Но в то же время я сознавал, что уехать отсюда – значит покинуть родину навсегда. Как же мне оставить такую родину, в которой я сковал себе не только то, что можно видеть и осязать, слышать и обонять, но и где я мечтал мечты, с которыми жил так дружно, особенно в последние годы перед революцией? Как отказаться от дорогой мечты о шаляпинском замке искусства на Пушкинской скале в Крыму.* От мучительного раздвоения чувств я сильно загрустил. Ночи мои стали глуше, мертвеннее, страшнее. Самый сон мои сделался тяжелым и беспокойным. Каждую минуту я притаивал дыхание, чтобы слушать, проехал ли мимо чекистский грузовик или остановился около дома?.. Когда я, обессиленный, засыпал, то мне виделись необыкновенные, странные сны, которым я благодарен до сих пор – за то, что они изредка вырывали меня из заколдованного круга моей унылой жизни…

*Об этом моем проекте расскажу особо в конце книги.
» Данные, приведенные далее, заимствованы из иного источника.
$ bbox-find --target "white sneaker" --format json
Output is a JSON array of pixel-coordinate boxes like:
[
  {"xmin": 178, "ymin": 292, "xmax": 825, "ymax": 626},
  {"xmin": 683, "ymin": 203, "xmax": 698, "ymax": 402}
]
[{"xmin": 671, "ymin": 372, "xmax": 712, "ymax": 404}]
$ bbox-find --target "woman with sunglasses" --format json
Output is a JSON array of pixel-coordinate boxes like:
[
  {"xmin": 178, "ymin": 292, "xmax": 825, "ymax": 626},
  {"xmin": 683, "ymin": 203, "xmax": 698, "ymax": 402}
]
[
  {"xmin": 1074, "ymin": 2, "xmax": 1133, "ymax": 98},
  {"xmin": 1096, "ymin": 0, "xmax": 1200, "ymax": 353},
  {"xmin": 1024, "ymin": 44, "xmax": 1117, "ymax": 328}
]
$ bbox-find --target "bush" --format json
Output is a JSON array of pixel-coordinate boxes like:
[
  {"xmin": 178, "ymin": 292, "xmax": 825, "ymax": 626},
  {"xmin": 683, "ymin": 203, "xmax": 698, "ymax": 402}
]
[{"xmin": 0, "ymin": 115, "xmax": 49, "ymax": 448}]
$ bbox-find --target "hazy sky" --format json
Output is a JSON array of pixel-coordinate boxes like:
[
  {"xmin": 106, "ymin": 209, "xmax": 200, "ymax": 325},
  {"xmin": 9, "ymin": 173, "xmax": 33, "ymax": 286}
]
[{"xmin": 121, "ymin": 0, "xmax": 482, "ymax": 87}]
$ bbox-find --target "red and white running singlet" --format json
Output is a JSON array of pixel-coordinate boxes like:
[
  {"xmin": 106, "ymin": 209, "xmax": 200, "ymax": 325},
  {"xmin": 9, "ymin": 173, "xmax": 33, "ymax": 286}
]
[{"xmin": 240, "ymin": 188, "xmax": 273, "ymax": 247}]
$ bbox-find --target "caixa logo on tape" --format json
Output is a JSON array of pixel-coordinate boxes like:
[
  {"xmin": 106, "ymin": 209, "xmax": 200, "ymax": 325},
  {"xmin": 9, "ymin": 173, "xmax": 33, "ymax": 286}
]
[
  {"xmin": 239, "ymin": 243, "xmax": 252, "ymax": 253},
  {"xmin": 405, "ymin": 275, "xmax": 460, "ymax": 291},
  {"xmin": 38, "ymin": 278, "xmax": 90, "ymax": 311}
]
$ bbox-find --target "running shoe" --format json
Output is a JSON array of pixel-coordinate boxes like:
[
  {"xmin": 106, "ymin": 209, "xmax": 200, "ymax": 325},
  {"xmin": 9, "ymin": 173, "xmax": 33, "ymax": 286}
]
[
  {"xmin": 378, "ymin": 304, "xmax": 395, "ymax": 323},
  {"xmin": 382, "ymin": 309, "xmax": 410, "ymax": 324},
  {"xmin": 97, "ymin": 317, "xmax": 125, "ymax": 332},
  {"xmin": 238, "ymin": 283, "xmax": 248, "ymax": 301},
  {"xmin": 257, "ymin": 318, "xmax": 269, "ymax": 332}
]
То мне снилась «блокада» в форме какой-то нелепой колючей изгороди, через которую я кричу жене: «Как же пробраться к тебе. Не видишь?!» А она мне протягивает красный шелковый зонтик и говорить: «Держись, я тебя перетяну на эту сторону». И я лезу – почему то босой, хотя я в шубе… То мне снится, что я еду прекрасным сосновым лесом на русской тройке, со звучным валдайским колокольчиком под дугой. Сам правлю. И мне очень хорошо: я в Швейцарии. Но меня раздражает и немного пугает колокольчик: какая досада – услышат!.. Я его срываю и прячу в карман, а в кармане сахар… Навстречу мне велосипедист в странной фуражке, какой никогда еще не видал, но он мой поклонник. Узнал меня и говорит: «Вам, Федор Иванович, нельзя на тройке. Возьмите-ка Вы лучше мой велосипед и катите по этой тропинке – интересно и безопасно». Я его неуверенно благодарю: «Как же, говорю, лошади?…» «А об этом не беспокойтесь. Я их доставлю в театр». «Ну, спасибо»… Мчусь на велосипеде по тропинке. Солнце, зелень, озеро. Боже, как хорошо! А я уж думал, что никогда больше Швейцарии не увижу! Спасибо велосипедисту. Вероятно, родственник нашей Пелагеи…
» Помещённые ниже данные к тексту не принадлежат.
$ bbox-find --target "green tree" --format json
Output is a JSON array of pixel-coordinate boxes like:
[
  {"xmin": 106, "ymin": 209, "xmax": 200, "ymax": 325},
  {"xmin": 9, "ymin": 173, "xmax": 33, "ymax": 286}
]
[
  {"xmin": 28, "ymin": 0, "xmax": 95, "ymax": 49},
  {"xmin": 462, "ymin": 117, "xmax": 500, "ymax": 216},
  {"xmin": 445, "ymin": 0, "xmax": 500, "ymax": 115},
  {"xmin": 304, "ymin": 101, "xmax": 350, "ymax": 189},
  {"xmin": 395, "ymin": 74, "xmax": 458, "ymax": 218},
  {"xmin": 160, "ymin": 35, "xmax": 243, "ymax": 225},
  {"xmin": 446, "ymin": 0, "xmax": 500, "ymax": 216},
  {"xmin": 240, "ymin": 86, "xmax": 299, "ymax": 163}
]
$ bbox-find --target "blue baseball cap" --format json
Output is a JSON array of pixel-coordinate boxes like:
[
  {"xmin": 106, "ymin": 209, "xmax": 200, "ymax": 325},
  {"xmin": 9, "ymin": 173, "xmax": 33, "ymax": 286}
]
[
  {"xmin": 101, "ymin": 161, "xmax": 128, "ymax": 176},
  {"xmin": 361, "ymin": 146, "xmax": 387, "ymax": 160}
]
А то еще мне снится маленький итальянский город. Площадка и фонтан зеленый от времени, во мху, вроде римского Тритона. Очень знакомый городок. Я же тут бывал! Стоял на этой лестнице без перил. Ну да, в этом доме живет этот портной, мой приятель. Он работал со мною в каком-то театре. Перелли? Кажется, Перелли. Зайду. Вхожу на лестницу. Бьется сердце: сейчас увижу старого приятеля, милого Перелли, которого не видал так давно. Он мне все объяснит. Куда мне ехать, и где можно будет мне петь. Дверь открыта, вхожу в дом – никого. И вдруг с заднего балкона повеяло удушливым запахом хлеба, белым, свежим запахом французского хлеба!.. Я же могу купить!.. Иду к балкону и там, вижу, как дрова сложен хлеб, один на другой, один на другой… Беру один, другой, третий. От запаха голова кружится… Но где же Перелли? Надо заплатить. Неловко. И вдруг – мне делается страшно… С хлебами бросаюсь вон из дому и бегу… Трамвай… Это как раз тот, который мне нужен. Он идет на Каменноостровской проспект, к моему дому… Вскакиваю на площадку… просыпаюсь.
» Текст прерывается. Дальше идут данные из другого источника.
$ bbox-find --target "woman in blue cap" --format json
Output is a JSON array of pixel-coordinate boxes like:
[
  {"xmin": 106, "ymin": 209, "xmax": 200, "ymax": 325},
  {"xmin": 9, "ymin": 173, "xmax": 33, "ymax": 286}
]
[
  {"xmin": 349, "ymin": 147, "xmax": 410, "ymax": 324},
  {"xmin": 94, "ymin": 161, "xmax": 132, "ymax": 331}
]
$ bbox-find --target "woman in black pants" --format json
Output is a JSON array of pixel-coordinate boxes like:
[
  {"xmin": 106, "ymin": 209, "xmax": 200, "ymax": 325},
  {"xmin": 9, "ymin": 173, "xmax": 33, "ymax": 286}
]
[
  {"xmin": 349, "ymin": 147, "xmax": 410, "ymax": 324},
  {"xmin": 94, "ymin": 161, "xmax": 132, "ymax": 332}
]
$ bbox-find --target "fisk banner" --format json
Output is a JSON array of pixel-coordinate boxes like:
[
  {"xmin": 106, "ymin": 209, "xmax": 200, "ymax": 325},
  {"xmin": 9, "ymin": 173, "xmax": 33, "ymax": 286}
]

Просыпаюсь. Мертвая, глухая тишина. Вглядываюсь через окно в темноту ночи. На проволоках телеграфа густо повис снег…

Блокада!..

65

Не будучи политиком, чуждый всякой конспиративности, не имея на душе никаких грехов против власти, кроме затаенного отвращения к укладу жизни, созданному новым режимом, я как будто не имел оснований бояться каких-нибудь репрессий и особенных, лично против меня направленных, неприятностей. Тем не менее, по человечеству, по слабости характера, я стал в последнее время чувствовать какой-то неодолимый страх. Меня пугало отсутствие той сердечности и тех простых человеческих чувств в бытовых отношениях, к которым я привык с юности. Бывало, встречаешься с людьми, поговоришь по душе. У тебя горе – они вздохнут вместе с тобою; горе у них – посочувствуешь им. В том бедламе, в котором я жил, я начал замечать полное отсутствие сердца. Жизнь с каждым днем становилась все официальнее, суше, бездушнее. Даже собственный дом превращался каким-то неведомым образом в «департамент».